La mission de la dernière chance
Je le regardais, interloquée et sidérée par ce revirement de situation. Je ne savais pas si je devais être contente ou pas. J’osai poser la question qui me brûlait les lèvres :
– Qu’entendez-vous par exploiter ma créativité ? Allez-vous me demander de redécorer l’agence ?
Il m’informa ensuite que j’allais exercer mes talents au sein du département Tour Operating et qu’il m’enverrait prochainement en mission prospection dans un endroit inédit pour découvrir de nouveaux lieux pour nos futurs clients. Il m’informa que je partirais dès le lendemain, pour trois jours en Alsace avec Marc, le responsable du service. Nous devions faire la tournée des hôtels sous contrat avec notre agence, car les clients étaient très mécontents des prestations fournies. Nous vendions cette destination essentiellement pour le marché de Noël et les festivités de la Saint-Nicolas. Or les hôtels choisis se trouvaient relativement loin des lieux d’intérêts. Francis me dit que la personne qui avait choisi ces établissements et négocié les contrats ne travaillait plus pour Nouki voyages. Il me fit comprendre que cette employée avait reçu cette mission comme une dernière chance pour conserver son poste. Il me demanda si le message était clair.

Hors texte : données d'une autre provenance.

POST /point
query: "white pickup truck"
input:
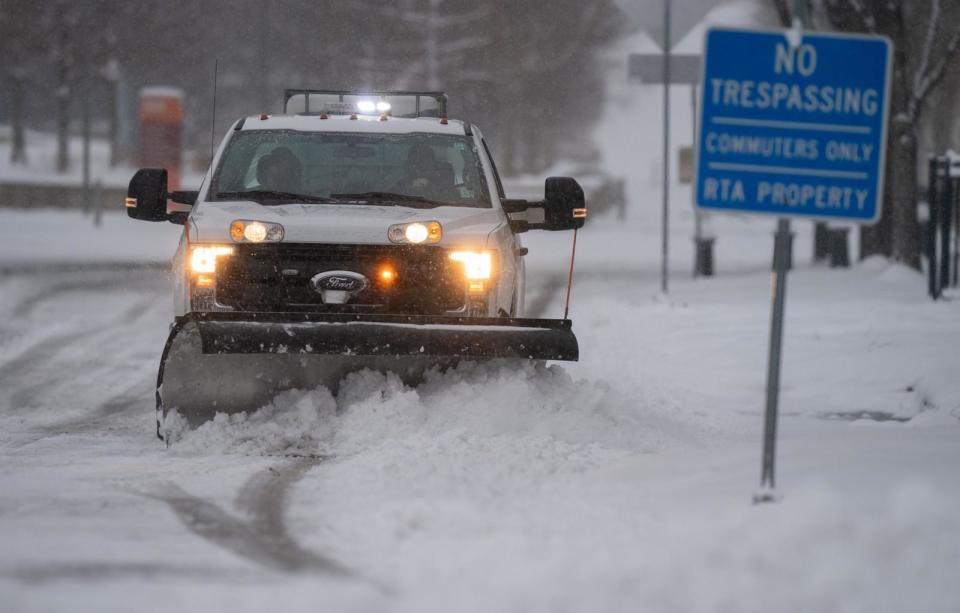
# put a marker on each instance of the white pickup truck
(356, 230)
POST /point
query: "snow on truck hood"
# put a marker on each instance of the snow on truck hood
(344, 223)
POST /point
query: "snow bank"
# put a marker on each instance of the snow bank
(492, 401)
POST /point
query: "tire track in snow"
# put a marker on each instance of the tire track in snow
(263, 538)
(102, 417)
(34, 358)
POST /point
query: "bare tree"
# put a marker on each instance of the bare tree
(18, 47)
(925, 45)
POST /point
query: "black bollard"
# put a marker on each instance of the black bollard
(703, 265)
(839, 248)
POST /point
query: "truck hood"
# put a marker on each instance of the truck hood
(344, 223)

Francis me donna ensuite les détails, hôtel par hôtel, de tout ce qui clochait, des critiques des clients et des manquements des hôteliers. Je prenais frénétiquement note de tout ce qu’il disait. J’avais peur de rater une information capitale. Mon patron me rappela que je ne serai pas seule et que je devais profiter de l’expérience de mon collègue pour apprendre un maximum de choses sur l’art de négocier. Si cette fois j’allais être accompagnée, le prochain voyage, je l’effectuerai seule et il s’agissait d’un véritable voyage de prospection.
Virginie au placard !
Il refusa de me dire où il allait m’envoyer. Il m’annonça seulement que je ne serai probablement pas de retour pour Noël. Je voulus contester, mais en croisant son regard lubrique, un brin sadique, je me ravisai. Rapidement, je fis la part des choses. Tant pis pour Noël à Noël. Je fêterai Noël avec maman après la date, peu importe finalement. Il valait mieux ça plutôt que de passer à la casserole, comprendre dans son lit, ou me faire renvoyer.
J’acceptai donc pour la forme sa proposition. Il me renvoya ensuite à mon bureau pour déménager mes affaires dans le bon service qui se trouvait être à l’étage, là où les clients n’ont pas accès. Bienvenue au placard, pensai-je en mon for intérieur.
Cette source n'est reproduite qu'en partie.